Decision Meta-Strategy

Schuman SculptureOn CNE, I blog about the new european health strategy. The good: it understands that health is important, that individualized health is coming and that we need to benchmark it. The bad: it doesn't get the strategic benefits of life extension, it focuses on politically correct issues and wants to force inclusion of health concerns into *every* policy everywhere.

I wonder about that last part. In an ideal world every decision would take into account every kind of consequence - the environmental, social, spiritual and economical effects of every little playground or software utility ought to be considered. It is rational to try to get the best outcome, and at the very least we ought to state what outcomes we are aiming at. But clearly it is impossible to assess all possible aspects: there is not only merely 24 hours in a day, we also lack the knowledge of how 1) the policy will actually be implemented, 2) how this implementation actually affects the world and 3) how we in the future will judge these effects. So we have to use a bounded rationality approach, where we look at the most likely effects that have the biggest or most certain consequences. It is essentially a search tree situation with a probabilistic adversary ("nature").

Adding new areas that ought to be assessed is essentially demanding that the search tree branch more strongly. That means that we will have less resources to do depth searches and should use robust heuristics, or simply go for satisficing. But the current administrative vision is that we should all be optimizing and use as much information as possible. How can that be avoided?

One approach would be to have the administrators bear the costs of the information demands they make. If the Commission wants to add another dimension to every policy, they need to give every policymaker affected an increased budget. While this might be nice if you are a bureaucrat, it sounds like a recipe for balooning bureaucracy.

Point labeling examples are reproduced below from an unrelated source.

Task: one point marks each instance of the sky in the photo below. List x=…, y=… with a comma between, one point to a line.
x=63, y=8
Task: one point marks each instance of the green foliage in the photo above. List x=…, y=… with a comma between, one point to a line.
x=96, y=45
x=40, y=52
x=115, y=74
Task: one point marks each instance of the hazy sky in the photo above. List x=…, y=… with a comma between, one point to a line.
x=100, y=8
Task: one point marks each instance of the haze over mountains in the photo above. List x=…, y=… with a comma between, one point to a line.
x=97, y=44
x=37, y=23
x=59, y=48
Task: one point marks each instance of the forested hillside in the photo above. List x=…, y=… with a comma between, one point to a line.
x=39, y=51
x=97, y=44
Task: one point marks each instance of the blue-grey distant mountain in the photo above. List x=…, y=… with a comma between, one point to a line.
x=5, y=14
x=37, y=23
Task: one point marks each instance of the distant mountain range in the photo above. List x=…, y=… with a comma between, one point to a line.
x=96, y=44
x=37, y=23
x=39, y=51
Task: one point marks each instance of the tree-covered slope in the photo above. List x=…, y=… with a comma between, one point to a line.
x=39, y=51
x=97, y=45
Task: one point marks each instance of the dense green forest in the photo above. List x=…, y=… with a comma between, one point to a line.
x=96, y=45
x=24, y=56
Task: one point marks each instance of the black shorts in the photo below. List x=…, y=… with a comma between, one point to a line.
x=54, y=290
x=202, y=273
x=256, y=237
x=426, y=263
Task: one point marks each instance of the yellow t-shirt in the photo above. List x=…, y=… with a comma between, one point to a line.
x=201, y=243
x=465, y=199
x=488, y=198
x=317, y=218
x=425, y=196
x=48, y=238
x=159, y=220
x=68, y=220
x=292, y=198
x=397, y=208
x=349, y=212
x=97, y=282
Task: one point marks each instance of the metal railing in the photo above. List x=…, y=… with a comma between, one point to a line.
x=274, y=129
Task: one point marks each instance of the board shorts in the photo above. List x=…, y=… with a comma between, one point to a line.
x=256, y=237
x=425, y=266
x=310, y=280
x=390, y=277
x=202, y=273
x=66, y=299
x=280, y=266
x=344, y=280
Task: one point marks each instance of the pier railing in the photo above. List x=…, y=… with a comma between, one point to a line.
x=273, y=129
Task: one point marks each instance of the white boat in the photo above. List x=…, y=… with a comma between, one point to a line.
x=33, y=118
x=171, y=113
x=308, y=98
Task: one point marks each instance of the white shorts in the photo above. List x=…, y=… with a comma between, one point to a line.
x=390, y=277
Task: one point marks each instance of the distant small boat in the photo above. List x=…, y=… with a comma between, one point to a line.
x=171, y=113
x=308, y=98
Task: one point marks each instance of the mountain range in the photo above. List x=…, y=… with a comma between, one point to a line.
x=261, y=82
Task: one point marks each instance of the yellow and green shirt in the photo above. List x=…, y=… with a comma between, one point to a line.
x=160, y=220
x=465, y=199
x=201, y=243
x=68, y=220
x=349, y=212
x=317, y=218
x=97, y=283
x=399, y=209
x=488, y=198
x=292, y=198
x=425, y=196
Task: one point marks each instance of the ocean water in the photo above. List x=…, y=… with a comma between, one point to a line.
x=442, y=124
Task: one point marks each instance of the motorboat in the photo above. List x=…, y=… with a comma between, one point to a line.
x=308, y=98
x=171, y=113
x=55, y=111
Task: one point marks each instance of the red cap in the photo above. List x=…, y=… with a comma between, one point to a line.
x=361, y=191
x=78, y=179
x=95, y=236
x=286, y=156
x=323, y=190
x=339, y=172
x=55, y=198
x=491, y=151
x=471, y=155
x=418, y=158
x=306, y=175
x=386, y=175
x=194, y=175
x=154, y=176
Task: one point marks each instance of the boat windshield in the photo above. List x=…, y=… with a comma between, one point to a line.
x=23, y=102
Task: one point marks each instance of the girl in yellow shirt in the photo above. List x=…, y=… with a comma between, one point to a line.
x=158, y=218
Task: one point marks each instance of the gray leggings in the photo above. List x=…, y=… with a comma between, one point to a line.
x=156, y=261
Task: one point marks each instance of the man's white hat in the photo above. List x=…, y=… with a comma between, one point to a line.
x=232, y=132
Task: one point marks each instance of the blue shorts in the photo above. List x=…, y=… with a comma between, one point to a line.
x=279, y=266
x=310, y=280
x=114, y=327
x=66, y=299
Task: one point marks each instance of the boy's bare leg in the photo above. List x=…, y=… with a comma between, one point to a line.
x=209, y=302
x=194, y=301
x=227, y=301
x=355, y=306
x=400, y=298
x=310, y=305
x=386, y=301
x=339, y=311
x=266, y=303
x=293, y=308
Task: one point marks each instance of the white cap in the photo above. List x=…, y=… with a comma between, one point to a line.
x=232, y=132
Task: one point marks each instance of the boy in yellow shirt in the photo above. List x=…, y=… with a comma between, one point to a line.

Another approach, which would also promote satisficing and finding better heuristics, is to make policymakers affected by the utility of their decisions. If it goes well, they get more money/resources, if they make stupid decisions they lose. Ideally, decisionmakers should be able to make a fortune (real money or political capital) from supporting a decision that turns out to be very good - and lose it if they also support bad or wasteful decisions. This would encourage rationality and accountability. To get it to work we need better follow-up, which is also good for transparency and as a basis for future decisionmaking. It may also be tricky to determine what constitutes a good result, and how to factor in external forces, as well as avoiding perverse incentives. But these issues can likely be solved; what we need from the start is the recognition that policymakers should get incentives to make better decisions, not just more decisions.